My initial thought was wow, that's some really bad manufacturing. But further inspection showed it to be lead and powder residues piled up, filling most of the muzzle brake including well up into the slots, though they were still about 60% open. So I chipped away from the slots, and while cleaning those realised that each one was cracked, the deepest cracks below the rear-most slot then progressively less so. Apparently the leading had been there for some considerably long time while the pistol was still being shot a lot, bullets were hitting the lead on the bottom face, tumbling, and striking the slots, cracking the steel. Hard to imagine gas pressure causing that kind of damage without help from some metal-on-metal contact. Since the compensator bore is about 0.27 and the hole inside a lot bigger, cleaning from the front wasn't going to work. So I set myself the chore of getting the thing off the barrel, without knowing how it was attached. Guessing threaded, I clamped the barrel into a custom walnut clamp with rosin packed into the hole and padded a long wrench and tested it with conventional right-handed thread (turning counter-clockwise) technique. It turned, very reluctantly. Gradually it eased up until after about 2 turns it was moving quite a bit more freely. Continually checking the barrel/brake join I saw that it wasn't changing. No threads. So this was a hot-fit, apparently with something like Loctite, and the heat generated by turning it (thing was getting uncomfortably hot just turning it with a wrench) loosened it still further until I was able to encourage it forward and off the barrel. Sure enough, some sort of brittle residue between the parts. Being 1950's manufacture I'd guess not Loctite, but something anyway. Cleaned of this gunk it's a fairly easy fit with the parts at room temperature, not sloppy at all.

Since the condition doesn't exactly cry out 'this is a collector's piece!' I decided to go ahead and bore from below the rear end of the brake for a small set screw to retain it instead of gluing it on after the cleaning. Works neatly, engaging with a shallow filed slot for alignment of the front sight, and doesn't show unless one looks underneath.

Cleaning out the lead was less simple. I poked at it, but no real progress made. So I started drilling, using larger and larger drills until barely scraping steel. Same bore as the stepped barrel nose all the way to about 5/8" from the brake muzzle. Now clean as a whistle, polished out with 400 grit paper on a dowel.

Next up was the barrel crown.

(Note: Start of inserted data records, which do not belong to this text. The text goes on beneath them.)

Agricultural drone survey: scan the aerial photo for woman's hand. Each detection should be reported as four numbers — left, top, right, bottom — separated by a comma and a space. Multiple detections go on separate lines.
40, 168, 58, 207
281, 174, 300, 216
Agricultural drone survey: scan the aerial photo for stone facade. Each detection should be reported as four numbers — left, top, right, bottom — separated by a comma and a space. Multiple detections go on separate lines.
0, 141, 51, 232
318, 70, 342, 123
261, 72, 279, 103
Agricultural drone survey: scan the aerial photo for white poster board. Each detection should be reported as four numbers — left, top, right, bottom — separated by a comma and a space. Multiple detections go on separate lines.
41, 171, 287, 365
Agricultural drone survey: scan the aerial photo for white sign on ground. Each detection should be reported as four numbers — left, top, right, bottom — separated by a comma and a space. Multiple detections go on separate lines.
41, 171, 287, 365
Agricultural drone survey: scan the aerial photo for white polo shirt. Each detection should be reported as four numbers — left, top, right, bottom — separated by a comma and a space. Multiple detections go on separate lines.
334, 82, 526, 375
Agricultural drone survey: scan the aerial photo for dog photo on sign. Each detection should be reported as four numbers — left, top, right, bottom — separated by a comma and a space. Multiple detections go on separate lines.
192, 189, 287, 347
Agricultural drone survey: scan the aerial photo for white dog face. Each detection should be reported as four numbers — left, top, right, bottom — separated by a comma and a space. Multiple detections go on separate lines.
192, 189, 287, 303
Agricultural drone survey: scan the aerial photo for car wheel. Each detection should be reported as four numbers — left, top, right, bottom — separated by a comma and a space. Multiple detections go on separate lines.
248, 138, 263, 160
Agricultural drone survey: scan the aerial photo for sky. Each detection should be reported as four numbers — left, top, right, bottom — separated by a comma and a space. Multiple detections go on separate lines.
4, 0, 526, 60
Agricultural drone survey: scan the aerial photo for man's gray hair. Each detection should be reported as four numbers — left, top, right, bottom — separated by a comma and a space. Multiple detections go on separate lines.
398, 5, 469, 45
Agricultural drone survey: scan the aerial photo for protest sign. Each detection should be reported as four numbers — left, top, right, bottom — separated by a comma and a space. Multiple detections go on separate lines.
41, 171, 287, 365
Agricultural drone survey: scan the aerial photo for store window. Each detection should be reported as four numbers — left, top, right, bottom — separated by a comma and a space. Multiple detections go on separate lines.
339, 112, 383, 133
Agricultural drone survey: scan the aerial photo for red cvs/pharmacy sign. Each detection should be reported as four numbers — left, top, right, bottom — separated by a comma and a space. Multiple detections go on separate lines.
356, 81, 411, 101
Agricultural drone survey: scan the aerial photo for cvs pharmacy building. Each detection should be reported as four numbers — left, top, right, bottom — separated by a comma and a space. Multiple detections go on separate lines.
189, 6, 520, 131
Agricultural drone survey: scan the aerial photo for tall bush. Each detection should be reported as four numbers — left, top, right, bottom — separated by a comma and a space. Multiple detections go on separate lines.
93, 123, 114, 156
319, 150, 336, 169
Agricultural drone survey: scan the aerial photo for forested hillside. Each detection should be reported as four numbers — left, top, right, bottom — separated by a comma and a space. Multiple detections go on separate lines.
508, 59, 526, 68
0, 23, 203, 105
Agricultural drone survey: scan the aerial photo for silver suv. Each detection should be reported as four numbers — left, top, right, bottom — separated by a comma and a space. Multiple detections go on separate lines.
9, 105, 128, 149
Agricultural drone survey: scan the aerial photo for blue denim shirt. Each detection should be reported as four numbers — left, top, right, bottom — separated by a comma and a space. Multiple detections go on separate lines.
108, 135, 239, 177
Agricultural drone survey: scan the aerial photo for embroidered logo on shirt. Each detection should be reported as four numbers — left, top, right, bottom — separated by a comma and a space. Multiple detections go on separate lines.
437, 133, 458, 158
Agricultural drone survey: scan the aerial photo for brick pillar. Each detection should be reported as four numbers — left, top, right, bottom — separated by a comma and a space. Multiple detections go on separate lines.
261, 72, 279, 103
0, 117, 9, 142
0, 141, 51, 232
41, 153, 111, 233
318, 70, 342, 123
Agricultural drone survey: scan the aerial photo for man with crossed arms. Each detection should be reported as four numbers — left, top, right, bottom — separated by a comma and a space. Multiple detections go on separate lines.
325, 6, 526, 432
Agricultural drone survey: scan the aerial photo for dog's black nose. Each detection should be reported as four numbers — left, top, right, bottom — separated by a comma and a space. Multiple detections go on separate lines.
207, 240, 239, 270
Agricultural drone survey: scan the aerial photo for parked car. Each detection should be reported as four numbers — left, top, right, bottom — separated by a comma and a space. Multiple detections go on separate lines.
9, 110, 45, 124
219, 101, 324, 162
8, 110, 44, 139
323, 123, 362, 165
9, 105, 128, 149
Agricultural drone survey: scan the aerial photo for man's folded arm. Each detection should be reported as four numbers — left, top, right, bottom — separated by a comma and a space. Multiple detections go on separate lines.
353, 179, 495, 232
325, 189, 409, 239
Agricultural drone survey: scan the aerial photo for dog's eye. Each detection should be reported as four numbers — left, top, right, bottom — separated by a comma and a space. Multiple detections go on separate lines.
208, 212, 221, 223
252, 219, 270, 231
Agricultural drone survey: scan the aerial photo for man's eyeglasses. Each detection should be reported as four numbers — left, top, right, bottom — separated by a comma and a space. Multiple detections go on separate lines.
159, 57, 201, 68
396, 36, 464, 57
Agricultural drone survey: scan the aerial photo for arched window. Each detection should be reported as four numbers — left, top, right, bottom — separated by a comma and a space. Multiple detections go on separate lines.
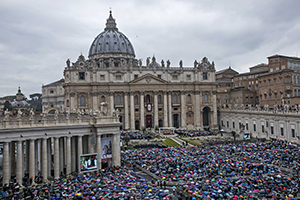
203, 94, 208, 103
158, 119, 163, 127
187, 94, 192, 104
173, 94, 177, 103
80, 95, 85, 106
116, 95, 121, 105
158, 95, 161, 104
134, 95, 139, 105
146, 94, 150, 103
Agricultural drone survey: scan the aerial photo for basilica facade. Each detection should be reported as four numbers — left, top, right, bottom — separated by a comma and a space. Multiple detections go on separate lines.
43, 12, 218, 130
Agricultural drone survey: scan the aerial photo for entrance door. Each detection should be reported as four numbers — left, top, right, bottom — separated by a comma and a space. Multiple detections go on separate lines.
173, 114, 179, 128
146, 115, 152, 128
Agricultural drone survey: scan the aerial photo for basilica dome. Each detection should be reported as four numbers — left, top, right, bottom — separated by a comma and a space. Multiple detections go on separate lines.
89, 11, 135, 59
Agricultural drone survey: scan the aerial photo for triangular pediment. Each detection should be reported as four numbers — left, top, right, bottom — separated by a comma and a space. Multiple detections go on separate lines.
130, 73, 168, 84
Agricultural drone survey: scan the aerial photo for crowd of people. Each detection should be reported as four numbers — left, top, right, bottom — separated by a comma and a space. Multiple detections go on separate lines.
0, 132, 300, 200
0, 166, 175, 200
175, 130, 216, 137
122, 141, 300, 199
121, 130, 153, 140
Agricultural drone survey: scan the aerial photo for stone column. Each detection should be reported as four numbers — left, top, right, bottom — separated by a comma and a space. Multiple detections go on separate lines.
70, 92, 77, 112
71, 137, 77, 172
140, 92, 146, 129
29, 139, 35, 182
124, 92, 129, 129
92, 92, 98, 112
168, 92, 173, 127
44, 138, 52, 178
97, 135, 102, 170
112, 132, 121, 166
212, 91, 218, 130
180, 92, 186, 127
130, 92, 135, 130
199, 92, 203, 129
54, 138, 59, 179
16, 141, 23, 184
9, 141, 16, 175
2, 142, 10, 185
164, 91, 168, 127
109, 92, 115, 115
25, 140, 30, 172
59, 137, 66, 173
194, 91, 200, 129
77, 135, 82, 164
41, 138, 48, 182
154, 91, 158, 128
66, 137, 71, 175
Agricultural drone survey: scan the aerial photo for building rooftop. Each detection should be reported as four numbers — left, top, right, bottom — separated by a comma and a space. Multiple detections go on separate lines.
234, 70, 268, 77
268, 54, 300, 61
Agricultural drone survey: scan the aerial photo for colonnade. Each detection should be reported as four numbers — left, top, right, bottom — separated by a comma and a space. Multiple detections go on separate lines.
2, 132, 120, 184
110, 91, 217, 130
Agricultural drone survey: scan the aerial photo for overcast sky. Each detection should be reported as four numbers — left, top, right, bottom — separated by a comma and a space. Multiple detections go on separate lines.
0, 0, 300, 97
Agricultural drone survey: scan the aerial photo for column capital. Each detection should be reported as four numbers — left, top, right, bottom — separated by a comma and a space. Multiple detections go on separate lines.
90, 92, 99, 97
70, 92, 76, 97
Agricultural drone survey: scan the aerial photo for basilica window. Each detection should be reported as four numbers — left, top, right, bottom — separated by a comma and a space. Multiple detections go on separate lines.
116, 75, 122, 81
80, 95, 85, 106
79, 72, 85, 80
292, 129, 295, 137
146, 94, 150, 103
134, 95, 139, 105
157, 95, 162, 104
173, 94, 177, 103
203, 94, 208, 103
187, 94, 192, 104
186, 75, 191, 81
116, 95, 121, 105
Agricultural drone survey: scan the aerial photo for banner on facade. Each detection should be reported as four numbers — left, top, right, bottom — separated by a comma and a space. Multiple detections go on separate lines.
79, 154, 98, 173
101, 137, 112, 162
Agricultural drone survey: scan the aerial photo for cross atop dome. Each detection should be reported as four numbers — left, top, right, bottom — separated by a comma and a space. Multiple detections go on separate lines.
104, 10, 118, 31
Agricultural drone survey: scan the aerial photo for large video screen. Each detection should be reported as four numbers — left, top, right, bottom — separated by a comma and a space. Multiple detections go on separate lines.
101, 137, 112, 162
79, 154, 98, 173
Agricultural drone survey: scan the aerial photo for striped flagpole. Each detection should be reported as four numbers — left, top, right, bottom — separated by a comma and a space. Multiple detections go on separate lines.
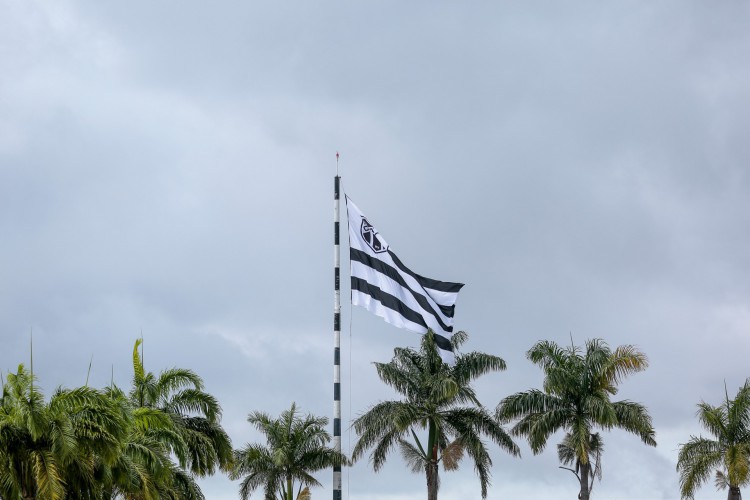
333, 170, 341, 500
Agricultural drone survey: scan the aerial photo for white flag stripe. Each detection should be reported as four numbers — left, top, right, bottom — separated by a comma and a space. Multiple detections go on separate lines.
351, 261, 453, 332
346, 196, 463, 363
425, 287, 458, 306
352, 290, 427, 334
349, 224, 458, 331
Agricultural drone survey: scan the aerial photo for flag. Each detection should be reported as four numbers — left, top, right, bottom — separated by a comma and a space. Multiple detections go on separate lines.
346, 196, 464, 363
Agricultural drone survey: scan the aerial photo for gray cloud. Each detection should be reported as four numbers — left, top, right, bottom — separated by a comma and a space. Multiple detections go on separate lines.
0, 1, 750, 500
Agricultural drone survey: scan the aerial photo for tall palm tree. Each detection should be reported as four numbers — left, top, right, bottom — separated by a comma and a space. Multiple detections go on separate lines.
230, 403, 348, 500
497, 339, 656, 500
0, 365, 125, 500
130, 339, 232, 477
352, 331, 519, 500
677, 379, 750, 500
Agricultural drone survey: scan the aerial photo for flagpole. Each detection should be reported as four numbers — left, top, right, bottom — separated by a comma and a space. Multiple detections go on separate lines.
333, 153, 341, 500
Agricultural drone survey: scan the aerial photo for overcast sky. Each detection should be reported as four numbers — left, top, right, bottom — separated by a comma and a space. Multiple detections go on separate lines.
0, 0, 750, 500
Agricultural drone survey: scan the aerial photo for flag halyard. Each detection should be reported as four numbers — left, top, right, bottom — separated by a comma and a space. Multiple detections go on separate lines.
346, 196, 463, 363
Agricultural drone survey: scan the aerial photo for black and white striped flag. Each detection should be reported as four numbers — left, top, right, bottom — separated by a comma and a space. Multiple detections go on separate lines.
346, 196, 463, 364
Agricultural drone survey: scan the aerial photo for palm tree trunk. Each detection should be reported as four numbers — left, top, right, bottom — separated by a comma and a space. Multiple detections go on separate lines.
578, 463, 591, 500
427, 460, 438, 500
426, 420, 438, 500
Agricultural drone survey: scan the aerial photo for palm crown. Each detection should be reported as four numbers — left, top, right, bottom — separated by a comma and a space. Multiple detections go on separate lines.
497, 339, 656, 499
352, 331, 519, 499
677, 380, 750, 500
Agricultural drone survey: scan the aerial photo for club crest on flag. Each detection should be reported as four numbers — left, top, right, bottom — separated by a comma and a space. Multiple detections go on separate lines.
359, 217, 388, 253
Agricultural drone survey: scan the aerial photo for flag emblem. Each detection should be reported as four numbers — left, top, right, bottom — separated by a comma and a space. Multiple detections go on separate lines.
360, 217, 388, 253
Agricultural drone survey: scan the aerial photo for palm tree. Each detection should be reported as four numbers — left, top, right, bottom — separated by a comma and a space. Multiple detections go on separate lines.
230, 403, 348, 500
497, 339, 656, 500
130, 339, 232, 477
352, 331, 519, 500
677, 379, 750, 500
0, 365, 125, 500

Chopped off square but not very neatly, filthy, it did not look good at all for accuracy. So I re-crowned to a shallow spherical face, polishing with lapping compound until it looked reasonable. Lots of other little touch-ups here and there. And the grip this one came with was a custom walnut monstrosity drastically over-sized, in two parts which wobbled badly. But nice walnut. So I cleaned the meeting face, epoxied them together and proceeded with carving to make it fit my hand nicely. Finished with Lee Valley's classic linseed oil varnish, and will probably rub in a couple more thin coats over time.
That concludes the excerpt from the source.